The company’s Site offers multiple cautionary statements in regards to the odds against financial success within the inventing industry. And Susa says if a salesperson misrepresents or else overhypes what InventHelp can deliver, the company investigates. If it’s a first-time offense, the salesperson might have to undergo more training. If it’s a repeat offense, the salesperson could be let go, Susa says.

“We’re learning and getting better while we go along,” Susa says, noting that InventHelp is on pace to eclipse 50 licenses this season, the very best ever for that company. “I bring a simplistic view to things. Here’s where we have been. Here’s where we want to be. I’m about identifying the roadblocks and eliminating those roadblocks.”

His timing could not have been better. Greater access to information about the invention industry, a recession that has compelled many to pursue inventing and entrepreneurship, downsizing in corporate research and development, as well as the resulting necessity for companies to check outside their lairs for first time ideas helps lead to a gadget renaissance of sorts.

InventHelp, seeking to maximize these confluent trends, spends tens of thousands of dollars a year on tv and radio commercials. The company’s ads using the caveman logo are ubiquitous on ESPN and CNN.

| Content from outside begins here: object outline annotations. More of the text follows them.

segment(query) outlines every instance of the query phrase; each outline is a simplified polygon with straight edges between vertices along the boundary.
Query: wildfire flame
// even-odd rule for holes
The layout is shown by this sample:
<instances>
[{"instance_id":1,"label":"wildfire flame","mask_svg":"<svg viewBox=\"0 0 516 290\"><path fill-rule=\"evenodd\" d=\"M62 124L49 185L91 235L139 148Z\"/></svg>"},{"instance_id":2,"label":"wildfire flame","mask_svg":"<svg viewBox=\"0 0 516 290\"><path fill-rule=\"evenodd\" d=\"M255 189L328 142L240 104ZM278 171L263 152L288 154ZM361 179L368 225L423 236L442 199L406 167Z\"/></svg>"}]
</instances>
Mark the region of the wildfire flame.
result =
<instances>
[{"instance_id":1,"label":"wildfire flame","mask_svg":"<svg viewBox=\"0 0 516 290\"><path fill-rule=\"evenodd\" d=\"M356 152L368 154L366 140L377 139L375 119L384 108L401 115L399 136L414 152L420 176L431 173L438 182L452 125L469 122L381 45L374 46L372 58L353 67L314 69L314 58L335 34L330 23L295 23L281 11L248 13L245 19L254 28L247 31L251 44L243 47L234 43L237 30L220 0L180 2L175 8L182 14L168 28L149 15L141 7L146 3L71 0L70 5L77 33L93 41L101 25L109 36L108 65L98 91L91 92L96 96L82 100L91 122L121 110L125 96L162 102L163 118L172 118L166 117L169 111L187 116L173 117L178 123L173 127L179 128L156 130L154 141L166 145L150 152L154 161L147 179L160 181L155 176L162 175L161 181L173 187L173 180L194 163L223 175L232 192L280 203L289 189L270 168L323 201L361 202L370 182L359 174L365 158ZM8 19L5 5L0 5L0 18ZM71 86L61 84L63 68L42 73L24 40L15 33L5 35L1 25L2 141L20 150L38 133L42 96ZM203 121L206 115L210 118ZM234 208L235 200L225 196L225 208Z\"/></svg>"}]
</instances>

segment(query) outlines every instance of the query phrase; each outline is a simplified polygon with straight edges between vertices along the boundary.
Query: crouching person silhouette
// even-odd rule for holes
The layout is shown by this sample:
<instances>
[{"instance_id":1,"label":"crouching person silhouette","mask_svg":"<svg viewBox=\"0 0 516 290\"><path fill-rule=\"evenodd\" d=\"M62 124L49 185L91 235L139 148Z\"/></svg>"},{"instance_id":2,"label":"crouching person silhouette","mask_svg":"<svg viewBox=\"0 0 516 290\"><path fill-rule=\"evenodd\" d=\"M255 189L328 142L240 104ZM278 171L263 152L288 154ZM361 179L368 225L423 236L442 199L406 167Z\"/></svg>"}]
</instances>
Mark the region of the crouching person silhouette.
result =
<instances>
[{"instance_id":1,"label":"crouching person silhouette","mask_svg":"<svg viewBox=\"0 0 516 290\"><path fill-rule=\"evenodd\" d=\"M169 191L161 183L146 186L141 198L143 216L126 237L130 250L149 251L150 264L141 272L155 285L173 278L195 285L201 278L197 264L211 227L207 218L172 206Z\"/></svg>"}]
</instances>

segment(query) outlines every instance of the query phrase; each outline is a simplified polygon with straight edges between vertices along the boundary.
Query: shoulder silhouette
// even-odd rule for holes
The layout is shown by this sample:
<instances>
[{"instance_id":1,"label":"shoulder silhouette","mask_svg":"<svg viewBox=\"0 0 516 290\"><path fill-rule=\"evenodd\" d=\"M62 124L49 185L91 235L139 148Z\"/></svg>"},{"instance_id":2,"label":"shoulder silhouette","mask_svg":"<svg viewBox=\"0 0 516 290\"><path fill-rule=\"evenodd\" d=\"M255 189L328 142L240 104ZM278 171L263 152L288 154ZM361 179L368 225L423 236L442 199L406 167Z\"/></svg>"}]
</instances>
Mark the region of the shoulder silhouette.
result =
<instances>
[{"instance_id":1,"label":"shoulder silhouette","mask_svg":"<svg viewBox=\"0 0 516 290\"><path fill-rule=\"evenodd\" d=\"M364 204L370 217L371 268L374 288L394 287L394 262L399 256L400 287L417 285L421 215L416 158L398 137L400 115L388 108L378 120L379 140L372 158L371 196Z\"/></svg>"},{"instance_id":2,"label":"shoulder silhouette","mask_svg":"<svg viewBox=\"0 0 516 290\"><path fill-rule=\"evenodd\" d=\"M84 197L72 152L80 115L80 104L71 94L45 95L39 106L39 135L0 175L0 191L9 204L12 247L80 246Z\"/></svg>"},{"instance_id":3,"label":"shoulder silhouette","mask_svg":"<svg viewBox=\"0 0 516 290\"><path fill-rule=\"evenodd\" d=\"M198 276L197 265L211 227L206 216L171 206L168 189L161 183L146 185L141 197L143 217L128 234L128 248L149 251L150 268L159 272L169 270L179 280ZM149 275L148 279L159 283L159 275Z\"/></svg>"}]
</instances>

Susa dismisses criticism that InventHelp lacks contacts and relationships with company buyers.

“It’s virtually impossible for independent inventors to manage large companies,” Susa says. “We have 6,000 companies in our data bank and all sorts of have signed non-disclosure agreements and also have told us what areas of interest they need to see.”

Susa says he personally involves himself in high-level negotiations with major firms that express fascination with licensing certain new services from InventHelp clients.

Quinn, the patent attorney and prolific blogger who arguably has more reason to loathe InventHelp than most others, avers that after years being viewed as the guys in black hats, InventHelp “seems willing to join the polite community.”

Also, he contends that inventors or would-be inventors ought to do their homework.

“It’s amazing to me what number of these inventors who state they have been rooked don’t have basic Internet skills,” says Quinn, noting how the Internet “is where all of the good ‘buyer beware’ facts are.

“And they see something in the media or radio, and say, ‘I saw this on ESPN, so this should be legit,’ and that’s possibly the sum total in their due diligence.

“The industry,” Quinn adds, “has a population that expects a check to come without having done much, if any, work.”

Even lots of work does not guarantee market success. Susa covers the efforts his team put behind one inventor’s new type of toothbrush. After having a promising start, a serious DRTV conducted a market test from the Midwest. The infomercial company purchased filming, the works. As well as the product “bombed miserably,” Susa admits.

“That’s not much of a success for people like us, but we did a phenomenal job getting the product around,” he says. “It experienced a similar process blockbuster products experience.”

After the time, Susa wants the inventing community to assume him as he says InventHelp wants to commercialize products.